Over time, your agent accumulates not just a snapshot of your closet but a longitudinal record of how your preferences shift, which brands hold up, which purchases were mistakes, and which silhouettes you keep returning to even as trends change. That record is something no styling app currently builds, because they optimize for the next purchase rather than for the long arc of your relationship with your clothes.

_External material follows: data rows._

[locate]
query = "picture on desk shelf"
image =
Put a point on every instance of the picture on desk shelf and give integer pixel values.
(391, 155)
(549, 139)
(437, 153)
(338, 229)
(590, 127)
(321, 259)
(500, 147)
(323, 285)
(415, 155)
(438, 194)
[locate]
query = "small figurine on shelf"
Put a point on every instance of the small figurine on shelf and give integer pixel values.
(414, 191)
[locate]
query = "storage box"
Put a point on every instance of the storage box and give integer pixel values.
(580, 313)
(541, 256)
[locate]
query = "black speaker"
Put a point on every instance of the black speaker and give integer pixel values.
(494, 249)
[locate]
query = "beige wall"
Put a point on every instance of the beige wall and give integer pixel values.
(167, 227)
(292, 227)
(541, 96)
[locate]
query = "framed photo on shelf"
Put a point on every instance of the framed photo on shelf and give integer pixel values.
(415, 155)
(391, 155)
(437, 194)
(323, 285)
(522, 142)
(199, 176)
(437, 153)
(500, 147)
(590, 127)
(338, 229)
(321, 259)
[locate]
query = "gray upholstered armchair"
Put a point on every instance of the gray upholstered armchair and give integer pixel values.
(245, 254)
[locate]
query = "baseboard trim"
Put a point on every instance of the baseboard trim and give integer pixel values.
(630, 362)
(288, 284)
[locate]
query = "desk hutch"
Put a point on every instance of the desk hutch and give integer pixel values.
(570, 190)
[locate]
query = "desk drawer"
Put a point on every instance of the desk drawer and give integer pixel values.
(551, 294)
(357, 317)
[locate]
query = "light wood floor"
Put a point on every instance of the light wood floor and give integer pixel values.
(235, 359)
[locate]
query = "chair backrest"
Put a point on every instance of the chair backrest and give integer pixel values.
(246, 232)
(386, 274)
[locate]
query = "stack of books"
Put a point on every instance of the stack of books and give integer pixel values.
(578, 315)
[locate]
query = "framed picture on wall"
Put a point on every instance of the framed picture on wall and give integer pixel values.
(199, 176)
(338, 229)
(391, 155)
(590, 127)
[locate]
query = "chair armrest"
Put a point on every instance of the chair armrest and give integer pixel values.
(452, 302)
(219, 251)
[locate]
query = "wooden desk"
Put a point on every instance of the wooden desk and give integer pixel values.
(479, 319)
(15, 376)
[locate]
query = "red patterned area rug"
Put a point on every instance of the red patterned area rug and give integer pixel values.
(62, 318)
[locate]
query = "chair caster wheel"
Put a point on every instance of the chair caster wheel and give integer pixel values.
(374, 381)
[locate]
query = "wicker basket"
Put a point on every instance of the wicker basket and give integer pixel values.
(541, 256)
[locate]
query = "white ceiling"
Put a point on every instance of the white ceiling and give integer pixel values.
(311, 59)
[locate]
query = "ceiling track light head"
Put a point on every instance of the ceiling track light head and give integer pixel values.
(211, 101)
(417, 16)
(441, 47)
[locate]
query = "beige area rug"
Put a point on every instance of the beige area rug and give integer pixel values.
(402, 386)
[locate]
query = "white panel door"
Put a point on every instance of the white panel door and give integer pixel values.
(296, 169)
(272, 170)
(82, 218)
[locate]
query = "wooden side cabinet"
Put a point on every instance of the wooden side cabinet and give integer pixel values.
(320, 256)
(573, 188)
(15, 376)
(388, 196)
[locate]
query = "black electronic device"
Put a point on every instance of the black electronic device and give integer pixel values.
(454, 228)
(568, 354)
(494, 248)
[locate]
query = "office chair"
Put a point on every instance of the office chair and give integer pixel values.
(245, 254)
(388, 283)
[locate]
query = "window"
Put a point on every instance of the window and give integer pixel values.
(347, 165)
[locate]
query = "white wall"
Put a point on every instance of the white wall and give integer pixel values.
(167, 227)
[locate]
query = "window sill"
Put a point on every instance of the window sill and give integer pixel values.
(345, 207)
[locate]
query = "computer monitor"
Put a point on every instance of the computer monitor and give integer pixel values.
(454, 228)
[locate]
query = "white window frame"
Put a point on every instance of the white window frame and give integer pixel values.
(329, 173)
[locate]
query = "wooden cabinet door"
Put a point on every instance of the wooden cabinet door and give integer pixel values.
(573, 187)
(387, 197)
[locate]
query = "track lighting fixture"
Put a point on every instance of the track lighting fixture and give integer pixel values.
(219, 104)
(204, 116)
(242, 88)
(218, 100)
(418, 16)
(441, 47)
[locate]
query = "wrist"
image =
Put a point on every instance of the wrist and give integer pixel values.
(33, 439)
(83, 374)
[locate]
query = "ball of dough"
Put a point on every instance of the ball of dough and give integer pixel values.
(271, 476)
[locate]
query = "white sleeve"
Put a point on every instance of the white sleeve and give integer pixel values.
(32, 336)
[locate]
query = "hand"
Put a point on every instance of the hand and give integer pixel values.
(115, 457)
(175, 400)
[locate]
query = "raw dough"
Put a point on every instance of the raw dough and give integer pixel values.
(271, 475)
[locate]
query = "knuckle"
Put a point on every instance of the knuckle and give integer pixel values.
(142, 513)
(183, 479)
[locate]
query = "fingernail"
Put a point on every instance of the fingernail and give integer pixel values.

How many items do I need to audit for this to work? Start with one category: all your tops, or all your pants, or all your outerwear. Twenty to thirty items with honest annotations is more useful than a hundred items with vague descriptions. You can audit other categories later, but a single well-documented category is enough to test whether your agent is learning.
Does my agent need to see photos, or can I just describe the items? Photos help enormously, because multimodal AI models can identify color, pattern, silhouette, and fabric texture from images in ways that complement your verbal descriptions. But if you're using a text-only agent, detailed descriptions work: "Navy cotton crew neck, heavyweight, slim fit, no graphics, slightly faded from washing" is enough to distinguish one shirt from another.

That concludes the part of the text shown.